Evidence of sexual violence against Palestinian detainees has been well documented since at least May 2024: five Israeli soldiers were charged with assaulting a Palestinian man in the Sde Teiman detention facility in July 2024. Whistleblowers and witnesses, including both Israeli soldiers and Palestinians detainees, have testified of abuse that reaches far beyond the one incident for which the soldiers are being charged.
The report also describes “reproductive violence” defined as acts which interfere with “reproductive autonomy and rights.” As of October, 42,000 pregnant women in Gaza were at the “crisis level of hunger” and another 3,000 at “catastrophic level” per the report, with another 16,500 in need of treatment for acute malnutrition. 99 percent of lactating mothers reported being unable to produce enough milk, leaving infants to suffer.
After 16 months of bombardment, including attacks on hospitals, blocking aid, and limited access to safe water, women’s health, and prenatal or postnatal care, these statistics are far from surprising. In fact, it’s common sense: here are our actions, and these are the consequences.
Instead of acting to change these practices, the Israeli government is doubling down, and in early March halted aid to the Strip. We cut power sources needed for water filtration, and, as of yesterday, resumed intensive aerial bombings, killing civilians in the hundreds and devastating civilian infrastructure.
In a society where well-sourced human rights reports are systematically labeled as biased or antisemitic, we face a critical accountability gap. Who will ensure that documented violations are addressed? Who demands that these abuses cease?
We Israelis have mastered the art of willful blindness. We have constructed elaborate narratives of victimhood to systematically ignore the mountain of evidence documenting our abuses. Our collective shoulder-shrugging is not confusion; it is complicity. Our public silence is not neutrality; it is endorsement.

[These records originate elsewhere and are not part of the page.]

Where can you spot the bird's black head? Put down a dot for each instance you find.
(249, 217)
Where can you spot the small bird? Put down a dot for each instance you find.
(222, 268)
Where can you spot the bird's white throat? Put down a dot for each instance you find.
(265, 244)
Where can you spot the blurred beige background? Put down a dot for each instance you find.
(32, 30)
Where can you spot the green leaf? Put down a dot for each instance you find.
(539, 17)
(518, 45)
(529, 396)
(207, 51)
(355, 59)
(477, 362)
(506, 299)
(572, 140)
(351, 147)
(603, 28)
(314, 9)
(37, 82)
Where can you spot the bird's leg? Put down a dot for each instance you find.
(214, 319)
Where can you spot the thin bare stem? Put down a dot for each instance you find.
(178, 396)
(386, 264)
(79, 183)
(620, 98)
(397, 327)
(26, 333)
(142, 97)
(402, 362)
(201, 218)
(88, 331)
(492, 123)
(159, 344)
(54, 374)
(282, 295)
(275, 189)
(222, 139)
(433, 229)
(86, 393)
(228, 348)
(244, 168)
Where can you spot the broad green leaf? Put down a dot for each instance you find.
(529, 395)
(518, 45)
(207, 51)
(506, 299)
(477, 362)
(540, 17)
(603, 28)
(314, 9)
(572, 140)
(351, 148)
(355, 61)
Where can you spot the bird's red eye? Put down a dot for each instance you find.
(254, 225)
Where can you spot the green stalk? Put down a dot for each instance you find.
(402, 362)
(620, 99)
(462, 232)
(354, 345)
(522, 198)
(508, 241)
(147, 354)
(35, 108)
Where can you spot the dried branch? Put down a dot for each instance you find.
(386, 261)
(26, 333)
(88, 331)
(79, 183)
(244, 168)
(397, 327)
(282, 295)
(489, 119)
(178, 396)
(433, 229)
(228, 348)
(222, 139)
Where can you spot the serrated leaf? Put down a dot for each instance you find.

The pattern is brutally predictable: atrocities are documented, officials cry “antisemitism,” and the public nods along, relieved of any responsibility to confront ugly truths. This isn’t mere passivity. It’s a sophisticated national exercise in moral evasion.
These human rights violations aren’t tragic accidents or necessary evils but instead deliberate consequences of policies we refuse to challenge. Our government depends on our practiced indifference, our muscle memory to look away when presented with evidence of systematic abuse.
Israelis can continue dismissing UN reports as “blood libel” if it helps us sleep better at night. But this reflexive rejection only confirms the report’s underlying assertion: that we’ve built a system designed to perpetuate these abuses while insulating ourselves from accountability. Every report we dismiss without examination makes us not just bystanders, but architects of continued suffering.